Notisul – Na câmara, dá de perceber que o senhor batalha bastante pelos funcionários da prefeitura. Tem algum resultado?
Vanor –
Eu trabalho sim. Eu gosto dos funcionários da prefeitura porque eles são merecedores. O que eu vejo é prepotência de certos secretários, perseguição de certos secretários – que eu não gostaria de citar o nome -, mas eles sabem de quem eu estou falando. Por isso que estou sempre cobrando. Mas tem coisas que eu não gostaria de falar e nem as filmagens que eu tenho. Eu tenho um pen drive com provas contra essa pessoa. Veja que não estou ameaçando ninguém, não sou de ameaçar, meus gestos são muito católicos, muito de Deus, não estou perseguindo ninguém. Mas eu gosto das coisas corretas. Não gosto de ver que as pessoas que ganharam cargos se sobreponham às pessoas, tentando humilhá-las, jogando para um canto. Porque não te quero aqui e vai para lá. Quem tem um cargo não deve fazer isso, porque amanhã esse cargo não será mais dela, amanhã outra pessoa vai mandar nela também em outro lugar. Eu gostaria que os secretários de Tubarão não ficassem perseguindo os funcionários, principalmente os mais humildes. Porque eles são sinceros. Daí só porque não são da mesma sigla… Eles não deveriam fazer isso. E tem secretário que faz, porque a reclamação chega até nós.
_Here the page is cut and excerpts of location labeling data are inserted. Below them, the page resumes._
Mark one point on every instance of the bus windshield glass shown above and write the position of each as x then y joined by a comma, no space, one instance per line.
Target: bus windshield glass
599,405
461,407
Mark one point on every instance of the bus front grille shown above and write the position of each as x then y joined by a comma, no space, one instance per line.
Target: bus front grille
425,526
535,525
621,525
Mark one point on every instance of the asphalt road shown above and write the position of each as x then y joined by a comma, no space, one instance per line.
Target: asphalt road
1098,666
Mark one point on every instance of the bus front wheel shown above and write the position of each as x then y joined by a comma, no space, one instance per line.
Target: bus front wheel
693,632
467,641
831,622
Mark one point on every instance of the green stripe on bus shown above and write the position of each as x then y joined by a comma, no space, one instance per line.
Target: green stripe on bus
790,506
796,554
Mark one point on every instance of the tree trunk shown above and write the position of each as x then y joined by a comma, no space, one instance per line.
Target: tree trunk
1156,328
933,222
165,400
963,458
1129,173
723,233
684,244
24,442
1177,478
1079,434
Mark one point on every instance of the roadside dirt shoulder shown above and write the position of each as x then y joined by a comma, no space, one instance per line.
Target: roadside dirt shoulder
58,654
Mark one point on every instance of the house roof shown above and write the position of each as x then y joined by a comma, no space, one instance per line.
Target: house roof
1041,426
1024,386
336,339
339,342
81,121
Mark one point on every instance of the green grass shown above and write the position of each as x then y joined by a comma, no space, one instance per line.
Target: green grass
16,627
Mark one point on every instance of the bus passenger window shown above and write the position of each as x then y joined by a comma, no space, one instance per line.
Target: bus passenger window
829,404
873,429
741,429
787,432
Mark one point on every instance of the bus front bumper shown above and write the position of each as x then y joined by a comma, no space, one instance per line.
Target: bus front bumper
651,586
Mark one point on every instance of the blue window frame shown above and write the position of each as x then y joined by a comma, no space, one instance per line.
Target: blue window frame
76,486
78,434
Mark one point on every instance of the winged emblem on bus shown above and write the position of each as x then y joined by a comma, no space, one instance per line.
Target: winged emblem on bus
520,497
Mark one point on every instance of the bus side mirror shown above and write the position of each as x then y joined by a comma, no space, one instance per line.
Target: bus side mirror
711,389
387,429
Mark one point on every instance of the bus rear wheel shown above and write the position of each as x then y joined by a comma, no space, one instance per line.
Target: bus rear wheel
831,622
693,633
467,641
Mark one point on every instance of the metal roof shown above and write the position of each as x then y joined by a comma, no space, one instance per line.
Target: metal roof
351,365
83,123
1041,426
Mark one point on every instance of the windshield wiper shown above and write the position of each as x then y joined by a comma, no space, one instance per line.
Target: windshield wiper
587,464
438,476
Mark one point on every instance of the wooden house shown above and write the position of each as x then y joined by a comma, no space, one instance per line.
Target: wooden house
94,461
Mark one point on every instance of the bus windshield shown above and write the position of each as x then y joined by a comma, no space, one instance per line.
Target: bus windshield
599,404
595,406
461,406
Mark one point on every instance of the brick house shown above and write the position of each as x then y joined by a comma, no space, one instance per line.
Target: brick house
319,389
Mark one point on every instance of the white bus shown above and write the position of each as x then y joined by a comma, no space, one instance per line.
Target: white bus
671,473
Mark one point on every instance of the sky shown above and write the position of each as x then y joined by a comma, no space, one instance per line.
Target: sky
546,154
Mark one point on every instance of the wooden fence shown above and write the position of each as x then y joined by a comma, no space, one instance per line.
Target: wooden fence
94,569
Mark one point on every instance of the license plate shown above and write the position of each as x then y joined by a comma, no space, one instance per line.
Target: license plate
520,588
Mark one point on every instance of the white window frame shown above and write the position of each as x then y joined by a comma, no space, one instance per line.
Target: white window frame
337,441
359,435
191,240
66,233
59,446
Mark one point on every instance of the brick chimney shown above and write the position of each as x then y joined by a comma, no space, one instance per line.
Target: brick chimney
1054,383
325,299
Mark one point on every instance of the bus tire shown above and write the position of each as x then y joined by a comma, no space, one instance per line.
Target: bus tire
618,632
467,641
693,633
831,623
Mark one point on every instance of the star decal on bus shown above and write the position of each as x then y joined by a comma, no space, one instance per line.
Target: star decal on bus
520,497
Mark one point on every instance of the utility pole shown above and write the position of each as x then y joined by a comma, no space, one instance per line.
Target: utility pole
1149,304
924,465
Notisul – Nas eleições passadas, o PMDB teve problemas internos, picuinhas. Isso já foi resolvido?
Vanor –
O PMDB é democrático, o nome já diz. As pessoas têm livre arbítrio de escolha e de pensamento. O partido hoje tá muito bem. O César (Mário César de Carvalho), do Sine, está tocando bem o partido. Estamos em harmonia. Mas é assim: em uma família muito grande há divergências. E uma boa família pode ter alguém meio desviado. Tivemos atritos, mas já normalizou tudo. O partido segue bem. Claro que agora em época de campanha a pessoa, por ter carinho por um candidato, às vezes pode não abraçar a campanha de um candidato local. Em Tubarão, quantos estão abraçando candidatos de fora? Não é porque não estou apoiando alguém de Tubarão que não esteja no caminho certo. Estou com o PMDB. É feio trabalhar para candidato de outra sigla, isso na norma partidária não é permitido.

Neno por Neno
Deus
– Tudo.
Família – Também tudo.
Trabalho – Feliz.
Passado – Realizado.
Presente – Mais vida.
Futuro – Coloco na mão de Deus.

"Fiz toda minha campanha sem dinheiro. Os 
votos que ganhei foram de coração e todas as noites, 
em minhas orações, rezo por essas pessoas".

"Não tenho formação acadêmica, mas tenho a felicidade de ter três filhos formados em universidade".